SANTA FE FILM FESTIVAL 2023 REVIEW! The universal becomes highly personal — and overwrought special effects take a welcome holiday — in Janet Grillo’s The Warm Season, a science fiction drama of human-extraterrestrial contact that impresses with humor and heart. Reviving a few character and plot elements from the likes of John Carpenter’s Starman and Steven Spielberg’s Close Encounters of the Third Kind, the film, made for under $1 million over a couple of dozen shooting days, comes into its own as a compelling genre entry that covers more themes of existential relevance than those two major-studio pictures combined.
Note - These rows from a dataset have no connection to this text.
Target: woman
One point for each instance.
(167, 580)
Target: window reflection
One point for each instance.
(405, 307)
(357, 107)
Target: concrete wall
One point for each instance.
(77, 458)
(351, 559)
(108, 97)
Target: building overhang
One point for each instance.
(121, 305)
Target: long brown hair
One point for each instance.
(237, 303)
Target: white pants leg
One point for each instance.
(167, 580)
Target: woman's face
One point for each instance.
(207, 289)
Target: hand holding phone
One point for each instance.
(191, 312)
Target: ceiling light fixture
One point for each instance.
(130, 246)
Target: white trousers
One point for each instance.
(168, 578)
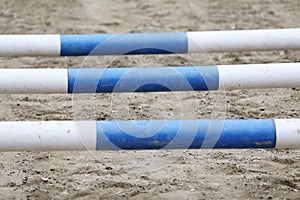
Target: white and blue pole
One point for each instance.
(149, 43)
(169, 134)
(150, 79)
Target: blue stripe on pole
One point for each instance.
(148, 79)
(194, 134)
(120, 44)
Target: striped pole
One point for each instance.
(149, 79)
(149, 43)
(157, 134)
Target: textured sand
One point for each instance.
(194, 174)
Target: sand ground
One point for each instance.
(180, 174)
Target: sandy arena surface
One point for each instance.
(180, 174)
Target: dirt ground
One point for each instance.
(180, 174)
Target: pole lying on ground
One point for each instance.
(147, 134)
(149, 43)
(150, 79)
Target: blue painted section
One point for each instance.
(122, 44)
(147, 79)
(193, 134)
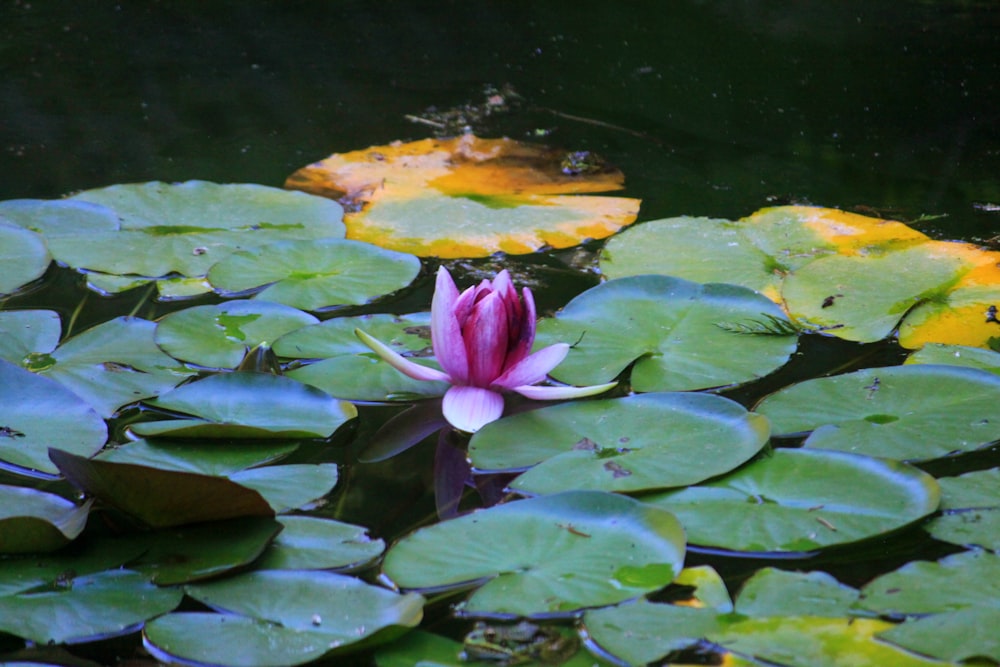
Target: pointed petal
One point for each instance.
(533, 368)
(399, 362)
(470, 408)
(485, 334)
(560, 393)
(446, 331)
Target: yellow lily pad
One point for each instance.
(470, 197)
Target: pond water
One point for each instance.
(716, 109)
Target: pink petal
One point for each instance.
(524, 334)
(559, 393)
(533, 368)
(446, 331)
(470, 408)
(399, 362)
(485, 334)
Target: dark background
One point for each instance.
(710, 108)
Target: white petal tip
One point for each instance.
(470, 408)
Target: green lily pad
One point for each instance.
(23, 256)
(956, 636)
(186, 554)
(863, 297)
(626, 444)
(25, 331)
(773, 592)
(800, 500)
(205, 457)
(281, 617)
(53, 218)
(314, 543)
(553, 554)
(963, 580)
(218, 336)
(185, 228)
(681, 335)
(808, 641)
(410, 335)
(955, 602)
(51, 570)
(288, 487)
(365, 377)
(971, 510)
(315, 275)
(248, 405)
(160, 498)
(228, 641)
(115, 363)
(32, 520)
(37, 413)
(349, 369)
(911, 413)
(639, 632)
(107, 285)
(85, 608)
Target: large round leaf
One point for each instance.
(774, 592)
(553, 554)
(314, 543)
(863, 297)
(640, 632)
(85, 608)
(645, 441)
(916, 412)
(706, 250)
(157, 497)
(184, 554)
(954, 605)
(800, 500)
(281, 617)
(225, 640)
(757, 251)
(113, 364)
(188, 227)
(205, 457)
(810, 641)
(315, 275)
(349, 369)
(32, 521)
(60, 217)
(37, 413)
(23, 332)
(23, 256)
(971, 510)
(51, 571)
(218, 336)
(410, 335)
(247, 404)
(470, 197)
(681, 335)
(289, 487)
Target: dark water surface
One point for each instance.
(886, 107)
(715, 106)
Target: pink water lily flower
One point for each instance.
(482, 338)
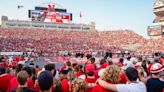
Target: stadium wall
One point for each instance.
(56, 26)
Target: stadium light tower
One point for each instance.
(157, 28)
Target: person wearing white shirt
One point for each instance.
(131, 86)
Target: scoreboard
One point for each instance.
(155, 30)
(50, 14)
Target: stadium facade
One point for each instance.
(156, 30)
(49, 15)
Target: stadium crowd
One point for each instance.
(108, 67)
(129, 74)
(50, 41)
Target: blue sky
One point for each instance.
(108, 14)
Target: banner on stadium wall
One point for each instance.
(13, 53)
(154, 30)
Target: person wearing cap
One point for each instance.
(22, 78)
(154, 84)
(45, 81)
(110, 75)
(90, 79)
(4, 79)
(132, 86)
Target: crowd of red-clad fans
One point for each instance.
(108, 67)
(50, 41)
(110, 72)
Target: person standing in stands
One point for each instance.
(22, 78)
(13, 82)
(110, 75)
(4, 79)
(154, 84)
(79, 85)
(90, 79)
(45, 81)
(132, 86)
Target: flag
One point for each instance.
(80, 15)
(20, 6)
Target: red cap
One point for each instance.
(156, 68)
(90, 68)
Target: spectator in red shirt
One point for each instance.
(79, 85)
(90, 79)
(45, 81)
(22, 78)
(13, 82)
(111, 75)
(4, 79)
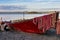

A prologue and several flashbacks set in late-1960s New Mexico find a young girl named Clive confronted in the woods by Mann (Michael Esparza). At first, he appears to be a ranch hand but reveals he is from a dying planet. As a handful of FBI types move in, Mann gives her a glowing blue stone with the promise he will return for it.

“…takes a room at the motel seeking to reclaim the stone, which Clive has buried someplace she has forgotten.”
Jump forward 25 years, and the now-adult Clive (Carie Kawa) is getting heat from every direction. Her marriage to artist Mitch (Daniel Dorr) is failing. The increasing dementia of her mother, Carlene (Cynthia Mace), and Clive’s slipping efforts, on piggybacked lines of credit, to renovate her parents’ dilapidated desert motel into an artists’ retreat aren’t helping. Capping all of this is the reappearance of the completely unaged Mann, who, to the chagrin of a clueless Mitch, takes a room at the motel seeking to reclaim the stone, which Clive has buried someplace she has forgotten.
The Warm Season has a fairly perfunctory sci-fi setup and some hokily awkward exchanges between Clive and Mann, who initially speaks in newly learned pop culture catchphrases. But once passed all that, screenwriter Adam Seidel, an award-winning playwright based in New York, displays great dexterity with character development and comfortably expository, very funny dialogue. How the otherworldly stranger and another unexpected motel guest, a looks-like-he-got-lost-on-the-way-to-Roswell pothead named Sam (Gregory Jbara), impact Clive’s burdens and catalyze change in her and those closest to her make for an amusing and moving second act. They also lay the groundwork for cathartic twists in the third.